Apologies it's in two languages.

First I built an extremely basic GBM in R and saved out the mojo to S3:

library(data.table)
library(h2o)

h2o.init()

mt <- as.h2o(mtcars)

mt$engine_size <- h2o.ifelse(mt$cyl == 4, "small",
                             h2o.ifelse(mt$cyl == 6, "medium", "large"))

mod <- h2o.gbm(
  x = "engine_size",
  y = "mpg",
  training_frame = mt,
  ntrees = 1,
  max_depth = 3,
  learn_rate = 0.25,
  distribution = "gaussian",
  seed = 123
)

test <- as.h2o(
  data.frame(engine_size = c("small", "medium", "large", "extra-large"))
)

test$predict <- h2o.predict(object = mod,
                            newdata = test)
# Warning message:
# In doTryCatch(return(expr, name, parentenv, handler) : 
#     Test/Validation dataset column 'engine_size' has levels not trained on: ["extra-large"]
test
#   engine_size  predict
# 1       small 21.73388
# 2      medium 19.22987
# 3       large 19.22987
# 4 extra-large 19.22987
#
# [4 rows x 2 columns]

h2o.save_mojo(object = mod, path = "s3://<my bucket>/<my prefix>")

Then I spin up a Spark cluster, read in my mojo with pysparkling and make a SDF with a level unseen during training.

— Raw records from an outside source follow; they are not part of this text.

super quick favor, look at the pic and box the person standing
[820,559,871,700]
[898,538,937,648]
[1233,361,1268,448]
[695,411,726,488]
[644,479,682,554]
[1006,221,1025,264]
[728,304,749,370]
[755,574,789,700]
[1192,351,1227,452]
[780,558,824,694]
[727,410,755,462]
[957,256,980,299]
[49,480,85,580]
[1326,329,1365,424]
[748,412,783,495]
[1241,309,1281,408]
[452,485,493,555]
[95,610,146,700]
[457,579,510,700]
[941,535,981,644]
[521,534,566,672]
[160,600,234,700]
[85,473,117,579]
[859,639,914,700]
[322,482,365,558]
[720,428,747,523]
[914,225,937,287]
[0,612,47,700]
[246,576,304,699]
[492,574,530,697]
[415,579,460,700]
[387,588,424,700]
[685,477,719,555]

Attempting to score throws errors about UDFs as well as unseen categorical levels.

import os
import pyspark.sql.functions as F
from pyspark import SparkConf
from pyspark.sql import SparkSession
from pysparkling.ml import H2OMOJOModel

conf = SparkConf()
conf.set('spark.hadoop.fs.s3a.access.key', "<my access key>")
conf.set('spark.hadoop.fs.s3a.secret.key', "<my secret key>")

conf.set("spark.sql.view.maxNestedViewDepth", "1000")
conf.set("spark.sql.legacy.storeAnalyzedPlanForView", "True")
conf.set("spark.dynamicAllocation.enabled", True)

h2o_jvm_args = " ".join(
    [
        "-Dsys.ai.h2o.persist.s3.enable.path.style=true",
        "-Dsys.ai.h2o.persist.s3.maxErrorRetry=10",
        "-Dsys.ai.h2o.persist.s3.socketTimeout=100000",
        "-Dsys.ai.h2o.persist.s3.connectionTimeout=20000",
        "-Dsys.ai.h2o.persist.s3.maxHttpConnections=50",
    ]
)
conf.set("spark.executor.extraJavaOptions", h2o_jvm_args)
conf.set("spark.driver.extraJavaOptions", h2o_jvm_args)
conf.set("spark.serializer", "org.apache.spark.serializer.JavaSerializer")

spark = SparkSession.builder.config(conf=conf).getOrCreate()

model = H2OMOJOModel.createFromMojo("s3a://<my bucket>/<my prefix>/GBM_model_R_1721319539433_5.zip")

import pandas as pd
engine_size = ["small", "medium", "large", "extra-large"]

# Convert R vector to pandas DataFrame
df_pandas = pd.DataFrame({"engine_size": engine_size})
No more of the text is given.